Bird’s eye view in 3D. This looks amazing, but I’m travelling with a Mac so I must experience it vicariously, as 3D in Virtual Earth is Windows-only. With hindsight, the obvious answer to the question “What do we do with PhotoSynth?” is “Use it on bird’s eye view images.” James Fee loves it too, and points to this video:
3D tours. Google Earth’s touring abilities have always been somewhat rudimentary — you can’t customize the tour for individual items, nor can you really control it as a user. Microsoft’s turned that into an opportunity to make tours a lot more usable. Again, I can’t experience it myself, but here is a video teaser:
You can even record video of your tour inside the browser! You need Google Earth Pro ($400) to do that natively.
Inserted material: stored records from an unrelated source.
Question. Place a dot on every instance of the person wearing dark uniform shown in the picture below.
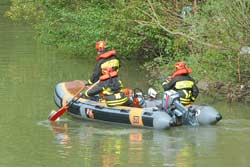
(183, 83)
(104, 59)
(109, 87)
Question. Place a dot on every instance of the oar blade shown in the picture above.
(59, 113)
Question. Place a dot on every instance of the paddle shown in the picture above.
(62, 110)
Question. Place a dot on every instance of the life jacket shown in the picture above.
(108, 76)
(181, 72)
(106, 55)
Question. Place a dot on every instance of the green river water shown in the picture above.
(29, 72)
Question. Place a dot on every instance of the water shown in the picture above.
(29, 72)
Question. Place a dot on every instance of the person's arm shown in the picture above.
(96, 74)
(195, 92)
(168, 84)
(93, 91)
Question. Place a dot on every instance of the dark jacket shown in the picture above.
(185, 86)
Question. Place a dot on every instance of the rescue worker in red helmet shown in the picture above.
(104, 59)
(183, 83)
(109, 87)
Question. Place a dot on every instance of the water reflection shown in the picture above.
(107, 146)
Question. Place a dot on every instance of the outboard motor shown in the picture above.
(180, 113)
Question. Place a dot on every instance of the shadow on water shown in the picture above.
(115, 144)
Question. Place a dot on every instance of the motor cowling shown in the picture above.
(169, 98)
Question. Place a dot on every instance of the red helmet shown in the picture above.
(100, 46)
(107, 70)
(180, 66)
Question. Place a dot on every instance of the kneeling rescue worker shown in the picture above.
(183, 83)
(104, 59)
(110, 89)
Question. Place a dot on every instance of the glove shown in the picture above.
(82, 94)
(86, 83)
(192, 99)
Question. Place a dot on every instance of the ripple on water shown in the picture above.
(242, 125)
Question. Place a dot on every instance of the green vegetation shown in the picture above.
(208, 38)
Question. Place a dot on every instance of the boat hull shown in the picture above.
(97, 111)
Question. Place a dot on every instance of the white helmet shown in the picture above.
(152, 93)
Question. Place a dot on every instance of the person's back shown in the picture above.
(104, 59)
(183, 83)
(109, 87)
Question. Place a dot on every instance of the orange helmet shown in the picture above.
(100, 46)
(107, 70)
(180, 66)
3D modelling: Just like how Google Earth lets you import Collada-based models exported as KMZ files (usually made with SketchUp), Microsoft now lets you import 3D models using Dassault’s 3DVIA technology. Their partnership was announced in June, and has now borne this. Virtual Earth Blog describes it thus:
I do hope the 3D plugin for the Mac is coming soon, because publishing all this just to Windows does not a universal geobrowser make.
Better search: Ultimately, however, it is all about geosearch. How do Google Maps/Earth and Virtual Earth stack up in terms of content and usability? I decided to go looking for my favorite island, Sandhamn, in the Stockholm Archipelago.
Google Maps lets me “Search the Map” as a default, and I get to enter my search term into one text field and press enter. Typing “Sandhamn” in Google Maps returns four options, and I am asked to pick the right one. The island I am looking for is among the options.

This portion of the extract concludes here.